Little Man


One of the things that I wanted to do, more or less the minute I started doing ceramics about a year-and-three-quarters ago, was slip casting. Plus, porcelain sounded gloriously mysterious. . .White gold. . .Liquid porcelain is poured into a two part plaster mold, poured back out again, et voila, a copy of the original. So easy. Except in practice. However, here is Little Man, a prototype for a series of figures that I want to do, and possibly project video images inside of them, if I can make the porcelain translucent enough. He is cast in cone 6 Grolleg from Clay Art Center in Tacoma, Washington, and glazed with Seattle Pottery Supply’s clear glaze. He is about 9 inches tall (what’s that. . .about, uh, 23 cm. . .I had to look it up), and the wall thickness is less than 1/8 inch (3 mm), perhaps less, but not quite thin enough. Subsequent castings that I left for a shorter time in the mold were too weak to handle, partly because my mold wasn’t perfect. I’m working on another.

Technicalities aside, I’m very pleased with the way he turned out. The inspiration came from recumbent tomb statuary in Europe that I saw over the last couple of years (especially Roskilde Cathedral in Denmark, and St. Denis outside of Paris). I will write about this more as this work develops, but I am trying for a mythic figure, a sort of heroic everyman (or everywoman, since there will be female figures also), that will be vague but particular, mysterious but not spooky. I may sound like I’m being coy, but I am not. I am serious in my exploration of ambiguities. I have decided not to pretend that there are words for some things. I have also embraced the idea that my thought process can be intuitive and intellectual, with each bolstering the other. (I just realized that I’ve stolen this idea from Henri Bergson, to a great extent. I have always had a weakness for French philosophers, I guess). .

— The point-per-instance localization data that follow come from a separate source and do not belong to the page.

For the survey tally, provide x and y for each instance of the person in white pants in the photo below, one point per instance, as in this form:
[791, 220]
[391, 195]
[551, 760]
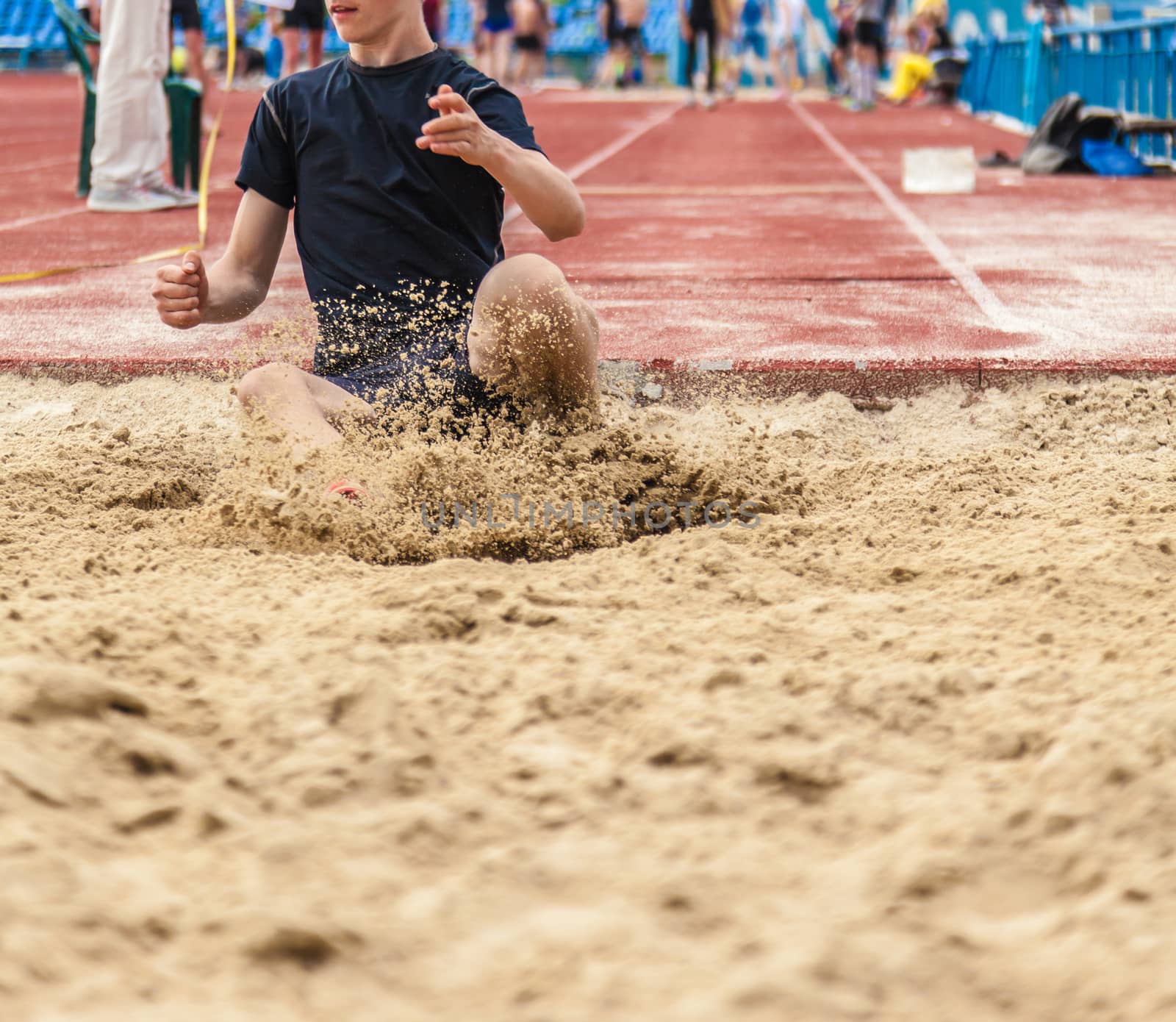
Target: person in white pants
[131, 129]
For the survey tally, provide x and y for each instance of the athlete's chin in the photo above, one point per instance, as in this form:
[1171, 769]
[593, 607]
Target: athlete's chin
[347, 25]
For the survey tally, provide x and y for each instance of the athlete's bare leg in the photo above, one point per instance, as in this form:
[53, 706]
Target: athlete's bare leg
[531, 333]
[307, 410]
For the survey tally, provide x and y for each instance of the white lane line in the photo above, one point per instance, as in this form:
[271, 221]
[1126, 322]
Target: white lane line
[989, 304]
[609, 152]
[39, 165]
[25, 221]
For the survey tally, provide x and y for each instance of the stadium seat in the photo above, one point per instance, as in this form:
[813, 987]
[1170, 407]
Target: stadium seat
[184, 100]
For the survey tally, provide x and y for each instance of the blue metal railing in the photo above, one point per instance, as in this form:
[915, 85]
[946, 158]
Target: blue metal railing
[1126, 65]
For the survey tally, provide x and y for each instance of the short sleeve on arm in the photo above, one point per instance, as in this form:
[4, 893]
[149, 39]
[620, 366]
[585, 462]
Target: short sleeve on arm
[268, 164]
[501, 111]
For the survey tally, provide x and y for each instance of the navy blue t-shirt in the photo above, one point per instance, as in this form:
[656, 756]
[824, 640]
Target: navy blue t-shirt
[394, 240]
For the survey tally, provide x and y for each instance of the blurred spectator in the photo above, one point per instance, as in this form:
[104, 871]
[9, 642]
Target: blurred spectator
[698, 18]
[842, 14]
[307, 15]
[434, 19]
[752, 41]
[870, 43]
[1052, 13]
[131, 126]
[531, 29]
[787, 37]
[187, 13]
[493, 35]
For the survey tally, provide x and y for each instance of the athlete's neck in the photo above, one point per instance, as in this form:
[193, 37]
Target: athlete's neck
[401, 40]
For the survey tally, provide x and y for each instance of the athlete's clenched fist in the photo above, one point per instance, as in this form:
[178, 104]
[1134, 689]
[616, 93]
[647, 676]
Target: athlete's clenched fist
[182, 292]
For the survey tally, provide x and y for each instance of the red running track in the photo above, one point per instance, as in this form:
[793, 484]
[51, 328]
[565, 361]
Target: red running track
[762, 235]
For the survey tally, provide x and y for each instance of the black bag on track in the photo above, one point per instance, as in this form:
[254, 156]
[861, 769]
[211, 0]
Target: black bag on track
[1056, 143]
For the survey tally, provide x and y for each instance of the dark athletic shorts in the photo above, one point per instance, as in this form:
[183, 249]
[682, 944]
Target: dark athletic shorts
[870, 33]
[631, 37]
[429, 376]
[306, 14]
[187, 13]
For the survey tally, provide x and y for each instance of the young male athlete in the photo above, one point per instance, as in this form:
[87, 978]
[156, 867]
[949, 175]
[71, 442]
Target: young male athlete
[394, 160]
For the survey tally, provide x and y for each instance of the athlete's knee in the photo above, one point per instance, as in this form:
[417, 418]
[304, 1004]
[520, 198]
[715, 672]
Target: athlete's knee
[266, 384]
[526, 282]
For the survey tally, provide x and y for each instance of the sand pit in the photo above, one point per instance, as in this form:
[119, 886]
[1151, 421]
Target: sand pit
[905, 749]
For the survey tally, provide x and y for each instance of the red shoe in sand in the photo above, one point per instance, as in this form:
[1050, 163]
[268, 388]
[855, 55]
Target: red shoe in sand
[347, 490]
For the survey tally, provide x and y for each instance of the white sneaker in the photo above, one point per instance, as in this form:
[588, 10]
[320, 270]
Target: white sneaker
[129, 200]
[184, 199]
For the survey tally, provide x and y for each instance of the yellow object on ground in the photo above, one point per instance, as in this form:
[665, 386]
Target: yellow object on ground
[911, 71]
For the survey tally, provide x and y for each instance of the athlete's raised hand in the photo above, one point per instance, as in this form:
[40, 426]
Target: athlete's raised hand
[458, 131]
[182, 292]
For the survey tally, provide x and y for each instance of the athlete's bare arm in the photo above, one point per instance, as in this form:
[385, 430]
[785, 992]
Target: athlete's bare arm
[544, 192]
[238, 282]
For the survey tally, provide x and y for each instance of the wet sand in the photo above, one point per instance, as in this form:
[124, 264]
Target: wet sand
[906, 748]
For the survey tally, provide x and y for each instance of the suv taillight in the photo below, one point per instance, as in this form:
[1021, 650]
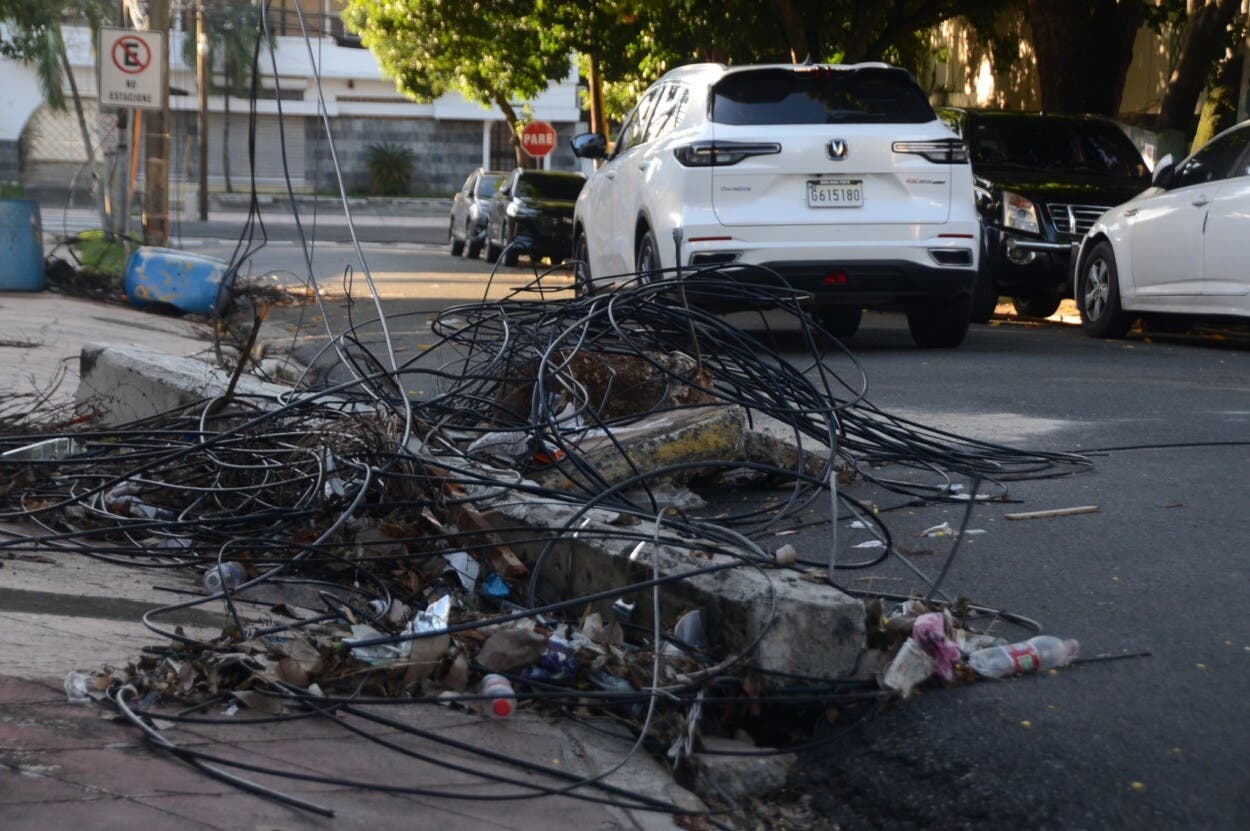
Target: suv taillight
[720, 154]
[943, 151]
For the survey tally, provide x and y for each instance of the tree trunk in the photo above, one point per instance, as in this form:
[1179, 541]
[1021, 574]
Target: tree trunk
[1084, 49]
[1204, 43]
[595, 98]
[225, 124]
[96, 185]
[794, 30]
[513, 121]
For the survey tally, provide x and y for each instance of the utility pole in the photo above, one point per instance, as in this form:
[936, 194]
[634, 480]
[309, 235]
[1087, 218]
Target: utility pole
[201, 86]
[156, 144]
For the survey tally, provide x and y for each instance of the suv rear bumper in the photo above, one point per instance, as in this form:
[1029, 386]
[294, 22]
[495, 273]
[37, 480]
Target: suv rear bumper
[879, 283]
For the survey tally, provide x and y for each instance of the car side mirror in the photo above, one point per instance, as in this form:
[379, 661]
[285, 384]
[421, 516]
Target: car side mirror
[589, 145]
[1165, 173]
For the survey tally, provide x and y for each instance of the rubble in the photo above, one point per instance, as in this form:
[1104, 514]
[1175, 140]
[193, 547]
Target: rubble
[539, 517]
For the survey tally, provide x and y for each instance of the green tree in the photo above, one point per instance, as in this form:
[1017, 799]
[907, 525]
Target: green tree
[31, 33]
[491, 53]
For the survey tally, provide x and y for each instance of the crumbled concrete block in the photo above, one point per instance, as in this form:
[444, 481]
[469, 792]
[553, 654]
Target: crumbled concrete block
[796, 626]
[734, 771]
[128, 383]
[699, 434]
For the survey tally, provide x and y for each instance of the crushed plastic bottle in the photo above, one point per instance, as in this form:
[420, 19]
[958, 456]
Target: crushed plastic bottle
[1035, 655]
[503, 699]
[228, 574]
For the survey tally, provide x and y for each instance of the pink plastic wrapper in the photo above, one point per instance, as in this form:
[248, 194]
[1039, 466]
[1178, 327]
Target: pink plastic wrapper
[930, 632]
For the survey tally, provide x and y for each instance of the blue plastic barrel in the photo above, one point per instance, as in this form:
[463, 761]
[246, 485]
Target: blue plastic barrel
[190, 281]
[21, 246]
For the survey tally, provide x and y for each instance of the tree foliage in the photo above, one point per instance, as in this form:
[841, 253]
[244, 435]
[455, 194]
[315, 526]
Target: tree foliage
[491, 53]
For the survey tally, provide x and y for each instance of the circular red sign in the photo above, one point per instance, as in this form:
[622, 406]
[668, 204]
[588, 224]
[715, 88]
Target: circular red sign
[131, 55]
[538, 139]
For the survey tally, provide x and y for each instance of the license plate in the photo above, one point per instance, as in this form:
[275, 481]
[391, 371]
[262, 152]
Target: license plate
[835, 193]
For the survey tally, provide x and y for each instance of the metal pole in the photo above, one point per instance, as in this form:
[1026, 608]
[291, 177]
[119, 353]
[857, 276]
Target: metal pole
[201, 85]
[156, 145]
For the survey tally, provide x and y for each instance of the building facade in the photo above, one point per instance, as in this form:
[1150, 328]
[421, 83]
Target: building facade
[449, 136]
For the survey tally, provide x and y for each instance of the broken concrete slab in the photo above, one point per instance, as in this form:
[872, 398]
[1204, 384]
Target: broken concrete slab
[128, 383]
[796, 626]
[733, 771]
[654, 442]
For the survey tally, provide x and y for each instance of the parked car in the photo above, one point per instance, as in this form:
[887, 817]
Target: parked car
[531, 213]
[838, 178]
[1179, 249]
[468, 228]
[1041, 180]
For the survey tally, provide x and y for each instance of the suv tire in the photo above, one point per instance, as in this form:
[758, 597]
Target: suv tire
[943, 324]
[840, 321]
[1040, 305]
[648, 258]
[1098, 295]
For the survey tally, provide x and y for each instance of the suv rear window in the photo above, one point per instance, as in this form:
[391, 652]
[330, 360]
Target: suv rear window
[548, 186]
[1054, 144]
[820, 95]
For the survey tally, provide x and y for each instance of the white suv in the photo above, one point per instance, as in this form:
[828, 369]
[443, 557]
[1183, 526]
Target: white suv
[840, 179]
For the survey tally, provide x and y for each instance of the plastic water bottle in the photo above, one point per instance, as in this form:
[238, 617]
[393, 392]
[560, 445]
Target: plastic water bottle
[503, 700]
[1034, 655]
[228, 574]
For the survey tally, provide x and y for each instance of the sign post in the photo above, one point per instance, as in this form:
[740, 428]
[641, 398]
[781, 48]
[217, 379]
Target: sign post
[538, 139]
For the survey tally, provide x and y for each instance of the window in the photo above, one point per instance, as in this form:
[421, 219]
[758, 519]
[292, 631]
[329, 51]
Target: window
[1215, 160]
[634, 129]
[558, 186]
[1056, 144]
[820, 95]
[669, 110]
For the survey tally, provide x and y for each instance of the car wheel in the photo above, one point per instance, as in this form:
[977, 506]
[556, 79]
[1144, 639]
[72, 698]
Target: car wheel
[985, 298]
[943, 324]
[510, 250]
[583, 285]
[454, 245]
[1098, 294]
[840, 321]
[1041, 305]
[648, 258]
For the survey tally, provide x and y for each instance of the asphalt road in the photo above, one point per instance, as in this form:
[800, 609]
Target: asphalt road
[1161, 741]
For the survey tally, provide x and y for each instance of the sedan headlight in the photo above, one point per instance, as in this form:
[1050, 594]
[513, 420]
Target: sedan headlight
[1019, 213]
[520, 210]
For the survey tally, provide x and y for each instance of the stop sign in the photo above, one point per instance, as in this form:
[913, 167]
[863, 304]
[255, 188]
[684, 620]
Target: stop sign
[538, 139]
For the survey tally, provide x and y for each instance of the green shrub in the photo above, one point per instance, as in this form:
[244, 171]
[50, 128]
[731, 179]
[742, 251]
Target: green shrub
[390, 169]
[100, 254]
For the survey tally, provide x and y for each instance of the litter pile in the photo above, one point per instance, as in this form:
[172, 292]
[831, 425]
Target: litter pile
[364, 545]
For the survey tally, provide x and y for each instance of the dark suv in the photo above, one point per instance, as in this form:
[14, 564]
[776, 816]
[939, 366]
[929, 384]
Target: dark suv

I don’t think I have ever sculpted a human figure before, strangely enough (having been trained initially as a painter), and I found the experience to be very satisfying. It’s odd to realize you haven’t done something before that you should have done. It’s also odd that it seemed so natural, that eventually my self-consciousness and trepidation left me, and a tactile, sensuous pleasure took over. To me, that sensuous satisfaction carries over into the finished piece. I don’t know how well that carries over into the photographs, since he is meant to be seen in person, but I hope you get an inkling.